El Sexteto de John Kirby en el Pump Room del Ambassador Hotel de Chicago en 1940.

Charlie Shavers
George Shearing. 1958
The Birdland Big Band
52nd Street y el Club Onix (Un Vistazo)

Thelonious Monk registró en abril de 1944 una composición suya bajo el título de “Nameless”. Al cabo de unas semanas esta melodía se hizo popular entre los músicos que actuaban en los clubes ubicados en la Calle 52 de Nueva York y ellos mismos empezaron a llamarla “52nd Street Theme”. El primero que la grabó en un estudio fue Dizzy Gillespie junto a Don Byas (ts), Milt Jackson (vf), Al Haig (p), Bill DeArango (g), Ray Brown (b) y J.C. Heard (d). Registraron dos tomas el 22 de febrero de 1946 con el título de 52nd Street Theme. (Existe una grabación anterior de este tema por el propio Gillespie realizada en directo en la sala de conciertos “The Town Hall” de N.Y. el 22 de junio de 1945).

En los primeros años de la década de los cuarenta del siglo pasado te podías encontrar al saxofonista Benny Carter actuando en el club “Famous Door”. Al trompetista Dizzy Gillespie junto al saxofonista Charlie Parker en el “Three Deuces”. Al saxofonista Coleman Hawkins en el “Spotlight”. Al pianista Thelonious Monk en el “Kelly’s Stables”. A la cantante Billie Holiday en el “Onix” o al pianista James P. Johnson en el “Jimmy Ryan’s.
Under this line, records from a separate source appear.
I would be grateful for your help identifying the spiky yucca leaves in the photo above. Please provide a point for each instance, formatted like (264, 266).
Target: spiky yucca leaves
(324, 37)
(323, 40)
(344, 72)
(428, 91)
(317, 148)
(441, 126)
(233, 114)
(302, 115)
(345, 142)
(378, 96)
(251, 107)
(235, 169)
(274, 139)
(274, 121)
Pero si retrocedemos en el tiempo menos de veinte años el “ambiente” de la Calle 52 no era el mismo, ni mucho menos. El primer club de jazz que se aposentó en esa demarcación fue el “Onyx” en el año 1927. Su dueño era un contrabandista de licores de nombre Joe Helbock y lo abrió lógicamente cuando la Época de la Prohibición estaba vigente. Para acceder a esta taberna clandestina, situada en el número 35 de la Calle 52, debías atravesar primeramente un sótano para seguidamente subir por unas escaleras mal iluminadas hasta la segunda planta. Allí te encontrabas con una puerta sucia con manchas plateadas que poseía una mirilla. Una vez dentro había un par de sombrías salas para beber y en el fondo estaba el bar, con un raído piano, unas pocas mesas y algunas sillas de mimbre.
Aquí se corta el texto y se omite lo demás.